On the different regimes of Stochastic Gradient Descent

Modern deep networks are trained with stochastic gradient descent (SGD) whose key parameters are the number of data considered at each step or batch size $B$, and the step size or learning rate $\eta$. For small $B$ and large $\eta$, SGD corresponds to a stochastic evolution of the parameters, whose noise amplitude is governed by the `temperature' $T\equiv \eta/B$. Yet this description is observed to break down for sufficiently large batches $B\geq B^*$, or simplifies to gradient descent (GD) when the temperature is sufficiently small. Understanding where these cross-overs take place remains a central challenge. Here we resolve these questions for a teacher-student perceptron classification model, and show empirically that our key predictions still apply to deep networks.
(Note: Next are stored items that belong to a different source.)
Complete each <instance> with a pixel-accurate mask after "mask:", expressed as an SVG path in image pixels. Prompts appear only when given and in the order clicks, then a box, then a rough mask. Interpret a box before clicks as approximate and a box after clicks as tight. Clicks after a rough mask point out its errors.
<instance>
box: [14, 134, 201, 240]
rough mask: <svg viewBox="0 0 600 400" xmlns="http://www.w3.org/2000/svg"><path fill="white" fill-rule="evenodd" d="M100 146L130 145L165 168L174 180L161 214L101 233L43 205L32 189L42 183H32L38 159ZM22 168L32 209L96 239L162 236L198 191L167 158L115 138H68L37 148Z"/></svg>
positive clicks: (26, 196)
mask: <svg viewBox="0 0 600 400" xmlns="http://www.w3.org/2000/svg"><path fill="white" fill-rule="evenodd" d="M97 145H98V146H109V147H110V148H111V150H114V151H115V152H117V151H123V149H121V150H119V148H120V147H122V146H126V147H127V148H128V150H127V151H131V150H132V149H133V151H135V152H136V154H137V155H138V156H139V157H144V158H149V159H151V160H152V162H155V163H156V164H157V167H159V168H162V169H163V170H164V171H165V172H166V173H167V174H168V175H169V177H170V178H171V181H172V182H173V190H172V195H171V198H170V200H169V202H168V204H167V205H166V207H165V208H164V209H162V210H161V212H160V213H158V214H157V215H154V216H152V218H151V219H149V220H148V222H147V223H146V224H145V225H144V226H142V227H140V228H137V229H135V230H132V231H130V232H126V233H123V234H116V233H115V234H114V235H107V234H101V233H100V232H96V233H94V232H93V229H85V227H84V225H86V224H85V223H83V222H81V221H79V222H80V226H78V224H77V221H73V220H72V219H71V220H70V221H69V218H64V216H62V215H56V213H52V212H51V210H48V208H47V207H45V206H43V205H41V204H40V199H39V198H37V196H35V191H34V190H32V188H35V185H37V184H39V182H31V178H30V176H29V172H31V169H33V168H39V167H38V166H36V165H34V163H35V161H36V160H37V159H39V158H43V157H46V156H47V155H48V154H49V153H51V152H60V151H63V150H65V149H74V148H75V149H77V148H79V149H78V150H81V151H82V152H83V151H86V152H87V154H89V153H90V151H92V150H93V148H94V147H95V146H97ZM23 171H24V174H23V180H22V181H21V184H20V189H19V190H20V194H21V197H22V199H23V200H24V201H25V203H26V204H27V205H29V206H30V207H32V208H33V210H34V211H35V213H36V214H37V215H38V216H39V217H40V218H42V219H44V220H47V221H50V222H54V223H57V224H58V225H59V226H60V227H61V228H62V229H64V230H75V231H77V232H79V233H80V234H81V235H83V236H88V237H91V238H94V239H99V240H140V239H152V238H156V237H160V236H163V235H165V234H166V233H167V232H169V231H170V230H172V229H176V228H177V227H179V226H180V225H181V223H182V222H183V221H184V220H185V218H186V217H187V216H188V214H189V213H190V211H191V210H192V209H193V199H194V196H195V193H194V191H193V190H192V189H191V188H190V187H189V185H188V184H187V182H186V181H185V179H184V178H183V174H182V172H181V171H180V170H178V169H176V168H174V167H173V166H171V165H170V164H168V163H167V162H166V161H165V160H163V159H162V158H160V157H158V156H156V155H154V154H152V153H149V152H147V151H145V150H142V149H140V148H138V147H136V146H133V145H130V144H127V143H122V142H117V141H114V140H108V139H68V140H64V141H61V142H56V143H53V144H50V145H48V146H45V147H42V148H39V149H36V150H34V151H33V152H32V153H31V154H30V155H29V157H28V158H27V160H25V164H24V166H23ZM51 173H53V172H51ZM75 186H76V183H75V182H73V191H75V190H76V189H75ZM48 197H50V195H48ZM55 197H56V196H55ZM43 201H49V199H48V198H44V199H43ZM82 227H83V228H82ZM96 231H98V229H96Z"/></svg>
Specifically, we obtain a phase diagram in the $B$-$\eta$ plane that separates three dynamical phases: $\textit{(i)}$ a noise-dominated SGD governed by temperature, $\textit{(ii)}$ a large-first-step-dominated SGD and $\textit{(iii)}$ GD. These different phases also corresponds to different regimes of generalization error. Remarkably, our analysis reveals that the batch size $B^*$ separating regimes $\textit{(i)}$ and $\textit{(ii)}$ scale with the size $P$ of the training set, with an exponent that characterizes the hardness of the classification problem.